Delapan puluh tahun lalu, fatwa para ulama mengguncang dunia: “Membela kemerdekaan adalah jihad fi sabilillah.” Dari Bubutan, Surabaya, 21-22 Oktober 1945, Resolusi Jihad memantik pertempuran 10 November dan menegaskan peran santri sebagai penjaga negeri. Kini, jihad itu belum selesai — hanya berubah bentuk.
KOSONGSATU.ID—Indonesia saat itu hanyalah republik yang baru berumur tiga bulan. Belanda datang bersama Sekutu, hendak merebut kembali tanah jajahan. Rakyat bingung, tentara belum terbentuk, dan ancaman mengintai dari segala penjuru.
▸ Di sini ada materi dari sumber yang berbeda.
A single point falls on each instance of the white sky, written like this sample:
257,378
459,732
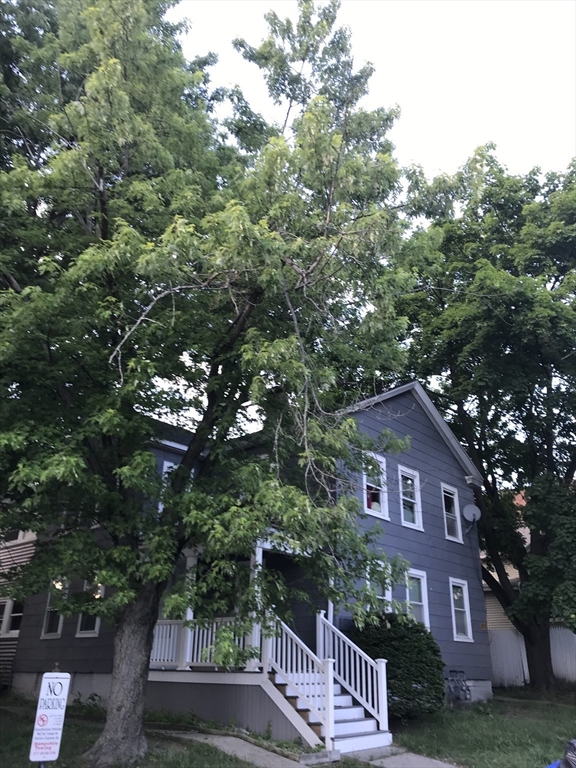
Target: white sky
464,72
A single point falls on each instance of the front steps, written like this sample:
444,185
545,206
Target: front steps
353,730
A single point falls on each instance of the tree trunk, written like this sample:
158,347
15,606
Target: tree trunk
123,741
538,654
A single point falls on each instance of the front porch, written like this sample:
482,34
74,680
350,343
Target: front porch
336,696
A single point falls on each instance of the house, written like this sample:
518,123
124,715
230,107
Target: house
15,549
311,682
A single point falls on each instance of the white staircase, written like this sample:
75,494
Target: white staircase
343,699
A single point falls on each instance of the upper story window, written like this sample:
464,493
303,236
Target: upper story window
52,627
410,503
374,489
417,596
461,619
15,537
88,624
11,614
451,507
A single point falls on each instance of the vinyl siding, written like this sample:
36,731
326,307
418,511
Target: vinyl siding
429,550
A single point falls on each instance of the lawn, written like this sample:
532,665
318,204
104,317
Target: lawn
16,732
497,734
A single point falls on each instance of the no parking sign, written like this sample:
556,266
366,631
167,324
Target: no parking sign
50,717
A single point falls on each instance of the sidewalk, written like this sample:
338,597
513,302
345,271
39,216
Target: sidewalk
262,758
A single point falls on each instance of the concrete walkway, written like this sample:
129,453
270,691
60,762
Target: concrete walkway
252,754
262,758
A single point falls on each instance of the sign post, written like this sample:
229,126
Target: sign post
49,718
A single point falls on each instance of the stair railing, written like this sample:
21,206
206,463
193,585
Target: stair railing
311,678
363,677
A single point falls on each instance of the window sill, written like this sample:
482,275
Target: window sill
414,526
378,515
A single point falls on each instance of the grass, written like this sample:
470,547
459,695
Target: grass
496,734
16,733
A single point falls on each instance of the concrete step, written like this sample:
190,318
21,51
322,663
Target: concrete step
355,727
349,713
352,742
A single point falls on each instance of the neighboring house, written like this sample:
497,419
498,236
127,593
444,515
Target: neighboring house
294,688
15,548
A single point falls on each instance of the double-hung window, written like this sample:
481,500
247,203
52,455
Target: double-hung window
452,523
88,624
417,596
52,627
11,614
410,503
461,620
374,489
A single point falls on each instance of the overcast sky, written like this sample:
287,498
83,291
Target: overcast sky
464,72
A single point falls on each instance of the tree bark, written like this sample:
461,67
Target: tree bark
123,742
538,654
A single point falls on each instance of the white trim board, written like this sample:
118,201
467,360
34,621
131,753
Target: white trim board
473,476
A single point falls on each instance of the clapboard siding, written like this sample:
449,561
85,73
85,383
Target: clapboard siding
73,654
429,550
7,653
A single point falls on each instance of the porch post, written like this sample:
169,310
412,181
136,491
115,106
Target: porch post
328,665
320,635
185,634
255,637
382,695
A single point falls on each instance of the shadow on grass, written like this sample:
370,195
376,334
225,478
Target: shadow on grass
16,734
496,734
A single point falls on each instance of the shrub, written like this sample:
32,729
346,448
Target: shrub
415,666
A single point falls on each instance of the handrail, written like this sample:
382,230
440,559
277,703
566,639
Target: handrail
311,678
354,669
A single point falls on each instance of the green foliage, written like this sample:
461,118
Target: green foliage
415,666
492,321
150,267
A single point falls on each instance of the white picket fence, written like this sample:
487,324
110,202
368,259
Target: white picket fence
509,663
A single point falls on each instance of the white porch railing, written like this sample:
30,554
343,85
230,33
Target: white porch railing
166,642
174,644
203,639
311,679
364,678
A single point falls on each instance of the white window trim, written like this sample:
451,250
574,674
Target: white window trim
8,606
454,491
418,526
92,632
461,638
384,512
51,635
166,467
424,579
23,536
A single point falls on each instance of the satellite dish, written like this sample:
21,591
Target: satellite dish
471,513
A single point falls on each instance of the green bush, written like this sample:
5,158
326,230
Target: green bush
415,666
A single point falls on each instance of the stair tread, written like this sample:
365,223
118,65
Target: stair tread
342,736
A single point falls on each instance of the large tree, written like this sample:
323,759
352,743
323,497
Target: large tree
492,327
156,263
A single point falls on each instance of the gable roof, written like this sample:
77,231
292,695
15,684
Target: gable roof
473,476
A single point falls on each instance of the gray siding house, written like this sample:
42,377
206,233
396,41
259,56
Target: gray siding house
311,682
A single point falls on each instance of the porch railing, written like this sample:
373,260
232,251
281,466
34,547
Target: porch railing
203,639
166,642
309,677
363,677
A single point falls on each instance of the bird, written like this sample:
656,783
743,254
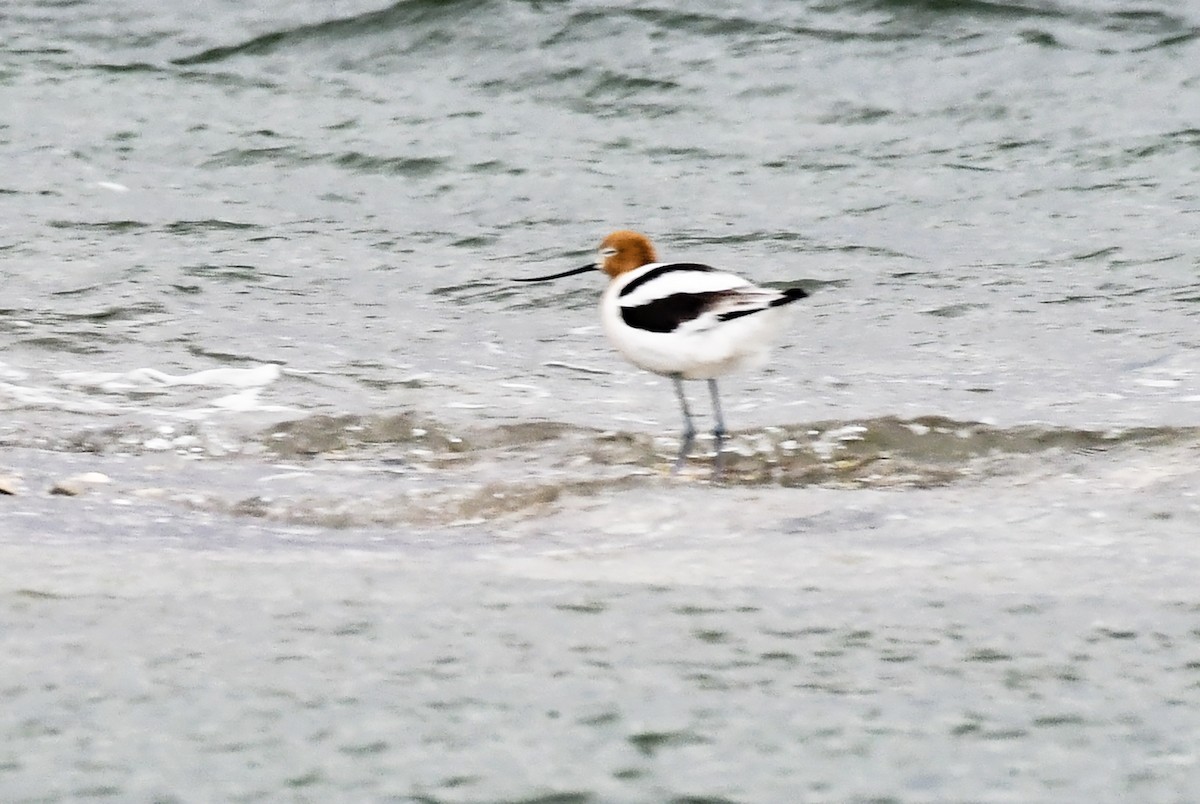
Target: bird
683,321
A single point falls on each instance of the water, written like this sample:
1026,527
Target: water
382,525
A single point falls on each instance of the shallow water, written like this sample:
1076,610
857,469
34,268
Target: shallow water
255,270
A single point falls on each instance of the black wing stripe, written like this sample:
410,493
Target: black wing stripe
666,315
655,273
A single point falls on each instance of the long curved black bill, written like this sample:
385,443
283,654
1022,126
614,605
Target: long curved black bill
589,267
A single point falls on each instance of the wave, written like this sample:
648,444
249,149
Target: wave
400,16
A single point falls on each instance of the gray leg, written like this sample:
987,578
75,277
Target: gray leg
689,429
718,431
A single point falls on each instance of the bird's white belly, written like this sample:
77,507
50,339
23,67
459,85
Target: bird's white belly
739,343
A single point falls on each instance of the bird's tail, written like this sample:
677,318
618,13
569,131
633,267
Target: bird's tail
790,295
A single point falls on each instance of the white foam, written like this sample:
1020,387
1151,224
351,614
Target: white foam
148,379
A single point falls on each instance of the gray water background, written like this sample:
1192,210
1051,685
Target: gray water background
383,526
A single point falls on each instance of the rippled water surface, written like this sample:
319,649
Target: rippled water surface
307,501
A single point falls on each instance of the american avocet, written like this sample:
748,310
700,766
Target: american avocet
683,321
Di tengah situasi genting itu, KH Hasyim Asy’ari, KH Wahab Hasbullah, dan para kiai berkumpul di Bubutan, Surabaya. Pertemuan dua hari itu, 21–22 Oktober 1945, melahirkan Resolusi Jihad: sebuah fatwa bahwa mempertahankan kemerdekaan adalah kewajiban agama.
“Membela tanah air adalah bagian dari iman,” kata Kiai Hasyim.
Fatwa itu bukan sekadar seruan perang, tapi seruan kesadaran: bahwa kemerdekaan bukan hadiah, melainkan amanah.
Dan sejak hari itu, pesantren menjadi benteng terakhir republik. Para santri meletakkan sejenak kitab dan papan tulis, turun ke jalan, bergabung dengan arek-arek Surabaya.
Ketika Doa Menjadi Senjata
Para santri datang dengan bekal doa dan bambu runcing. Mereka membaca Surat Al-Anfal sebelum bertempur, dan takbir menggema di antara dentuman meriam. Pertempuran 10 November 1945 menjadi saksi: santri bukan hanya murid ilmu, tapi juga penjaga martabat bangsa.
Dalam sejarah dunia modern, jarang ada perang kemerdekaan yang disulut oleh fatwa ulama. Namun di Indonesia, Resolusi Jihad membuktikan bahwa spiritualitas bisa menjadi energi politik yang luar biasa — kekuatan yang menumbangkan rasa takut dan menegakkan harga diri bangsa.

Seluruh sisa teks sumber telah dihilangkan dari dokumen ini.